Corruption - Denis Coderre refuse de partager les sommes remboursées

Le maire Denis Coderre argue que la majorité des sommes perçues indûment l’ont été dans le cadre de projets montréalais.
Photo: La Presse canadienne (photo) Jacques Boissinot Le maire Denis Coderre argue que la majorité des sommes perçues indûment l’ont été dans le cadre de projets montréalais.

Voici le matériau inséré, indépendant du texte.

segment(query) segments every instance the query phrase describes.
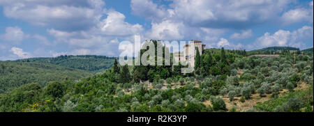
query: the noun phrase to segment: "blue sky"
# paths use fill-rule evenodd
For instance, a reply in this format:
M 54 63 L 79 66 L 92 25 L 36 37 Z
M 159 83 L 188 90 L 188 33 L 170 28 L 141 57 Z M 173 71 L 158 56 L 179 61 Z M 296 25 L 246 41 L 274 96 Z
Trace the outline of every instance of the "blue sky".
M 117 56 L 123 40 L 200 40 L 207 48 L 313 47 L 304 0 L 0 0 L 0 61 Z

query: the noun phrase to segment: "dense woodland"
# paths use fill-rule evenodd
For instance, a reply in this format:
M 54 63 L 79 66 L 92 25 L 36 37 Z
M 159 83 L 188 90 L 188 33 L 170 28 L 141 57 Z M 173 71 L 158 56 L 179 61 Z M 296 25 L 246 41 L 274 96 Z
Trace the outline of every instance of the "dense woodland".
M 60 56 L 55 58 L 33 58 L 15 62 L 45 63 L 90 72 L 100 72 L 112 67 L 114 57 L 105 56 Z
M 79 81 L 113 65 L 114 58 L 60 56 L 0 61 L 0 93 L 30 83 L 45 86 L 52 81 Z
M 195 70 L 185 74 L 182 65 L 120 66 L 114 60 L 80 81 L 30 83 L 0 94 L 0 111 L 313 112 L 313 53 L 248 53 L 197 51 Z

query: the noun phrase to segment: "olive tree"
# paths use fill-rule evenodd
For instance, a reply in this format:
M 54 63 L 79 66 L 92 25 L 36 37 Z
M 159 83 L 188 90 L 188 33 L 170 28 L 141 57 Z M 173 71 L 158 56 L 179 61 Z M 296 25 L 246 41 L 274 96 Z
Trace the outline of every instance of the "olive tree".
M 294 85 L 291 83 L 288 82 L 285 88 L 289 90 L 290 92 L 293 92 L 293 89 L 294 88 Z
M 233 101 L 235 95 L 236 95 L 236 92 L 234 90 L 229 91 L 229 93 L 228 93 L 229 100 Z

Le maire de Montréal, Denis Coderre, refuse de partager avec Québec les sommes qui pourraient être récupérées grâce au projet de loi du gouvernement pour se faire rembourser les sommes perçues en trop dans l’industrie de la construction. Le message qu’il a livré en commission parlementaire est sans équivoque : il veut 100 % des recettes, sans quoi il fait cavalier seul.

 

« Quand je demande le respect pour Montréal, on peut travailler en partenariat, on peut travailler en cogestion, on le souhaite, mais il y a également une clause d’“ opting out ” [clause de retrait]. Nous avons les outils, nous avons le contentieux, nous avons tout ce qu’il faut pour faire nous-mêmes le travail. »

 

Faire payer les fautifs

 

Devant les parlementaires réunis à la Commission des institutions pour étudier le projet de loi 61, Denis Coderre a soutenu que la vaste majorité des contrats pour lesquels il y a eu de la fraude concerne la métropole. C’est pourquoi il s’oppose à l’article qui prévoit que 20 % des sommes recouvrées soient retournées à Québec pour payer les frais liés à la mise sur pied et au fonctionnement de l’organisme indépendant qui devra négocier avec les compagnies pour le remboursement volontaire des sommes volées. « Votre 20 % pour payer le programme, ce n’est pas aux citoyens de payer ça, c’est au fautif. Qu’on aille chercher cet argent-là. On est pris dans cette situation à cause des fautifs, alors c’est utilisateur-payeur : c’est votre faute, payez pour. »

 

L’autre aspect du projet de loi qui le turlupine, c’est l’article 22 qui prévoit que « toute somme recouvrée par le ministre en application de la présente loi est répartie entre le gouvernement et un organisme public de la façon déterminée par le gouvernement ». Se disant en mesure de reconnaître un pouvoir discrétionnaire, l’ancien ministre fédéral refuse net de céder une partie des sommes récupérées, qui, selon lui, devraient revenir de droit aux Montréalais, et ce, même si Québec a lui-même investi dans certains projets de la métropole.

 

« Vous parlez de subventions, dans le fond. Quand on donne une enveloppe pour Montréal, ça va à Montréal. Sinon, si c’est un programme d’infrastructure ; allez-vous renvoyer le montant d’argent à Ottawa ? Je ne pense pas que vous voulez vous embarquer là-dedans. Si on donne l’argent pour les contrats qui touchent Montréal, ça va à Montréal. »

 

Denis Coderre dit par ailleurs avoir besoin de 100 % des sommes récupérables pour payer notamment son plan anticorruption et son nouveau poste d’inspecteur général, en plus de tout le reste. « On a beaucoup de services, on a bien des trous à boucher, et ça s’appelle des nids-de-poule. J’ai même dit que je ne voulais pas augmenter les taxes, donc ça va me permettre d’améliorer mon propre budget. »

 

Le ministre de la Justice, Bertrand St-Arnaud, refuse de voir la « clause Montréal » comme une menace, se disant persuadé de pouvoir en arriver à une entente avec la Ville qui satisfasse les deux parties.